August gold futures on the Comex division of the New York Mercantile Exchange settled at $1,537.30 an ounce, up 1.8% on the week, while June gold settled at $1,537.30, up 1.8%. July silver settled at $37.863 an ounce, up 7.9% on the week.

In the Kitco News Gold Survey, out of 34 participants, 19 responded this week. Of those 19 participants, 14 see prices up, while three see prices down and two see prices sideways or unchanged. Market participants include bullion dealers, investment banks, futures traders and technical chart analysts.

Market watchers were impressed with gold’s move above the May 11 high of $1,526.80 basis the June futures ($1,527.90 basis August) on Friday. The market’s price saw a gentle upslope for the week, which is also a positive sign for those who see further gains next week.

“I think we’ll test the $1,600 mark sometime in the next two weeks,” said Zach Oxman, managing director of TrendMax Futures. “There are worries about the Eurozone and concerns about China slowing down. Despite the fall to $1,480, gold didn’t take the hit that silver and crude oil did.”

The debt crisis in the southern-tier European nations remains a significant factor for the markets. Greece is at the forefront of the most recent problems as concerns flared that it would not receive its next tranche of payments from the International Monetary Fund and the European Union.

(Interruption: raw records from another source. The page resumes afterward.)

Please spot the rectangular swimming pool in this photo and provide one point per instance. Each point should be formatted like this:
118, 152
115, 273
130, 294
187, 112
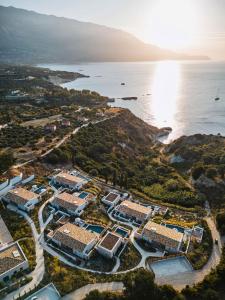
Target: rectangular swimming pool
83, 195
48, 292
171, 226
171, 266
95, 228
121, 232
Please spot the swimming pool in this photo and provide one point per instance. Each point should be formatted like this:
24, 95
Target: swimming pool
96, 228
48, 292
171, 226
171, 266
83, 195
121, 232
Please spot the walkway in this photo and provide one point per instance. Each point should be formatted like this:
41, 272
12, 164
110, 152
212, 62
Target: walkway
191, 278
38, 273
80, 294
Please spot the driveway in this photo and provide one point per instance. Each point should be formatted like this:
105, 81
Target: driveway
179, 281
80, 294
38, 273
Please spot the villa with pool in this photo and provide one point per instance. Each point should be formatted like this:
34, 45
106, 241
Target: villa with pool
74, 240
109, 244
22, 198
133, 211
71, 204
111, 199
163, 236
67, 180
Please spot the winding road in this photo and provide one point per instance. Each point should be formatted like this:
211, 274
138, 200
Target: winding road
38, 273
191, 278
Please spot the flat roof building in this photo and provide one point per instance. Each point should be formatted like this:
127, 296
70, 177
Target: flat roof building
70, 203
69, 181
171, 239
74, 240
5, 236
134, 211
22, 198
111, 199
12, 260
109, 244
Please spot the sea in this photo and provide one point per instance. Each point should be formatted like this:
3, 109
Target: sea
175, 94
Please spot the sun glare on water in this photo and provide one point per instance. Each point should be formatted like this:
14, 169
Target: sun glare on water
165, 92
172, 24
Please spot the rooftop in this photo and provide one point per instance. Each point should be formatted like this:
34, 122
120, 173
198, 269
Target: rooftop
109, 241
11, 257
66, 178
5, 236
74, 236
21, 195
111, 197
163, 231
134, 209
68, 201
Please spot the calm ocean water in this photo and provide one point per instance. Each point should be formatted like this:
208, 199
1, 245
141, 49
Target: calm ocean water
176, 94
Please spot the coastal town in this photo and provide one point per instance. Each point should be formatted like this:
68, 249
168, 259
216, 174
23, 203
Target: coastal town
89, 195
63, 230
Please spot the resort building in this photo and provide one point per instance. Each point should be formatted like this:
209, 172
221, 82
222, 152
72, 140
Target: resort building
197, 234
74, 240
163, 236
66, 123
22, 198
71, 204
5, 236
51, 127
134, 211
12, 260
69, 181
109, 244
111, 199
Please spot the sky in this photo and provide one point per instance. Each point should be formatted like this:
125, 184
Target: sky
190, 26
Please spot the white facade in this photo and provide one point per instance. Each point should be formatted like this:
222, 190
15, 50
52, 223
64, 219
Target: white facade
77, 212
85, 254
109, 253
113, 203
20, 267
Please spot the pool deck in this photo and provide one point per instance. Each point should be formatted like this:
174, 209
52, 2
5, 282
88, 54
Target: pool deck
171, 266
49, 292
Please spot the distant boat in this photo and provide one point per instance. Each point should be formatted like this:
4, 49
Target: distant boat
217, 98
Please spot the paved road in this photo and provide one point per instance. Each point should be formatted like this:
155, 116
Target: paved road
62, 141
191, 278
38, 273
80, 294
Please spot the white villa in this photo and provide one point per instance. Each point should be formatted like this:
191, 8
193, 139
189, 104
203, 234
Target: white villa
111, 199
109, 244
5, 236
72, 204
161, 235
74, 240
12, 260
131, 210
22, 198
69, 181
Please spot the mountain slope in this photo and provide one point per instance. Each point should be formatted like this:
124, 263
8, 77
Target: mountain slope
31, 37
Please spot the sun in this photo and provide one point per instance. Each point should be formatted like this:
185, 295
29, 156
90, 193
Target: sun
172, 24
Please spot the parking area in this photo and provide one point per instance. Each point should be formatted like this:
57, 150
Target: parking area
48, 292
171, 266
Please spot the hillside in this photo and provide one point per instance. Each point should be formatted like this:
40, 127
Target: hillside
203, 158
122, 150
30, 37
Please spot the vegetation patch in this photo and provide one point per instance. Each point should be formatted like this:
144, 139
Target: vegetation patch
129, 258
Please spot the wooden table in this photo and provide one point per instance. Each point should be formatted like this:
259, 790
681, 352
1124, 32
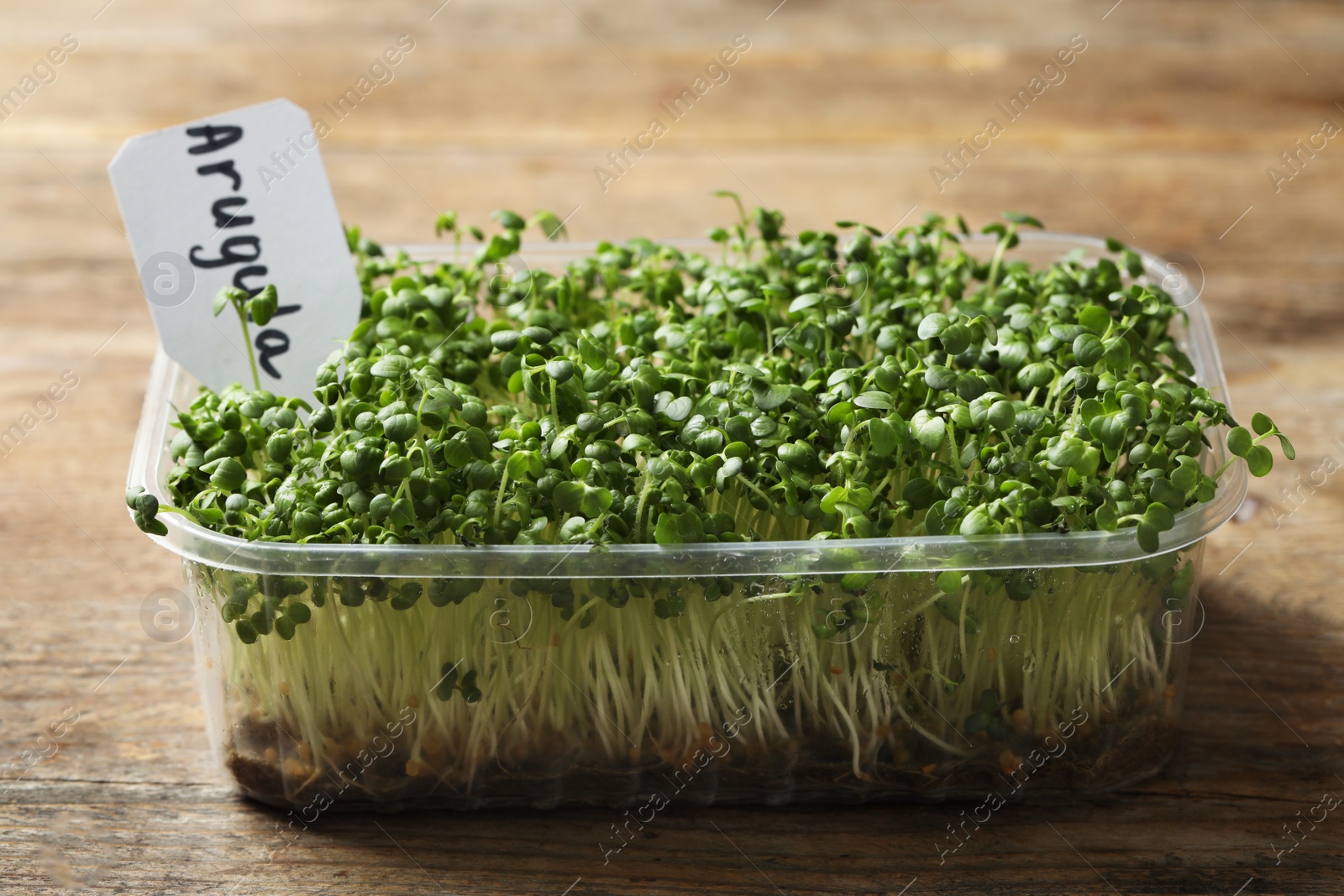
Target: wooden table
1160, 134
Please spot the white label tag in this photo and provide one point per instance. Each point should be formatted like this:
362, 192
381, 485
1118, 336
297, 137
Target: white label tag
202, 214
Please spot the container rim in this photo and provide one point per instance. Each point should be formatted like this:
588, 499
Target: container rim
880, 555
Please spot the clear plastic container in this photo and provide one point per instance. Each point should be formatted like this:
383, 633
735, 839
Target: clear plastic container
788, 672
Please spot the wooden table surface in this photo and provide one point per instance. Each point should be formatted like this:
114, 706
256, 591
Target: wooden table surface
1160, 134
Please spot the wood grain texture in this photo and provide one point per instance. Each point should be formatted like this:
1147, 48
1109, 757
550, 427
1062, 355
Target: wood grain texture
1160, 134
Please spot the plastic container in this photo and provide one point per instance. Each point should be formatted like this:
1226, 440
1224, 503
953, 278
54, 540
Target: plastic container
796, 671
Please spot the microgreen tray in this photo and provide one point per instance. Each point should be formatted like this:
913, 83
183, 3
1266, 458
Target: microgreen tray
769, 684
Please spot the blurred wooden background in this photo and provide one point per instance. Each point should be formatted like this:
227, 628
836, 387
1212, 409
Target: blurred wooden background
1160, 134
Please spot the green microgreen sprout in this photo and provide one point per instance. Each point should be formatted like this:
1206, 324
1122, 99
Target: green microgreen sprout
822, 385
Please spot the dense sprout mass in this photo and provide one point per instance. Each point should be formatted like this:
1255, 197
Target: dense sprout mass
822, 385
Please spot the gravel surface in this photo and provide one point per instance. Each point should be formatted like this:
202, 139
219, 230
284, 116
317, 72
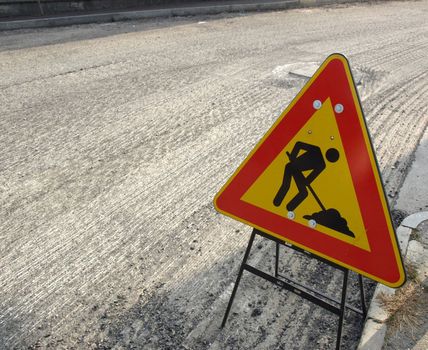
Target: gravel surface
116, 137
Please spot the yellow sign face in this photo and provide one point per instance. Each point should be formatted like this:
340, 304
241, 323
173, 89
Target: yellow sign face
313, 180
333, 185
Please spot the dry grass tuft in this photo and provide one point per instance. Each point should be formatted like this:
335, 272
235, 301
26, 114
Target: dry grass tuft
404, 311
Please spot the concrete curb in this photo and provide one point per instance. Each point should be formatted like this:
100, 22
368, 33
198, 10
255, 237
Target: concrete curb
167, 12
373, 336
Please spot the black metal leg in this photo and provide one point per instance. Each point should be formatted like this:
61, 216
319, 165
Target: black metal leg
342, 309
363, 299
276, 259
238, 279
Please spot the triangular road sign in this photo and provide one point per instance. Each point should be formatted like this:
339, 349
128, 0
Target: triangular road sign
313, 180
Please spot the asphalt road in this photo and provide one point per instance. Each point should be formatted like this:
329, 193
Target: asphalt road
114, 140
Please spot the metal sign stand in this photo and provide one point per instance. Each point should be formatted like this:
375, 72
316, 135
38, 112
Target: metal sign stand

There are also some thoughts that China’s attempts to slow its economy are starting to take hold.

Jimmy Tintle, analyst at Transworld Futures, said the trend for gold for the past two weeks has been solidly higher and prices could easily test $1,560 next week provided there is no big news to change the trend. He is a little cautious about the markets because both the U.S. and the U.K. have three-day weekends ahead of them. Markets are closed on Monday in the U.S. for Memorial Day and in the U.K. for a bank holiday.

If prices do rise to $1,560, then gold is in striking distance of taking out the all-time nominal highs set at the beginning of the month, $1,577.40 for June gold and $1,577.70 for August gold.

Charles Nedoss, senior market strategist with Olympus Futures, said he’s “very bullish” on gold going into next week, especially given the poor performance by the U.S. dollar. The sovereign debt issue in Europe is the main support, he said. Still, he said, targeting the recent high of the $1,577 area would be “a lot of work for gold to do,” but doesn’t rule out $1,550.

When concerns over the Eurozone have flared up, that has at times supported the U.S. dollar, which at times can put pressure on gold because it is dollar-denominated. Oxman said dollar-strength might have some capping effect on gold, the fact that gold is keeping its safe-haven currency status limits much downside.

Silver continues to see big trading ranges after the sharp drop from near $50 set in April. Oxman said he has no position in silver because it remains so volatile. The market is still “very choppy” and that’s likely keeping traders to the sidelines.

Silver has a hard time building on gains when it returns to the $40 level, Tintle said. Selling usually appears at $38.50 to $39, with buying support around $34. Silver is caught in a Catch-22 between industrial demand versus precious metal demand. With recent economic reports showing sluggishness in the manufacturing sector and a dismal pending home sales report from April which came out Friday, the industrial component of silver could keep it tethered.

Because of that, Tintle said, the gold-silver ration may widen out again in gold’s favor.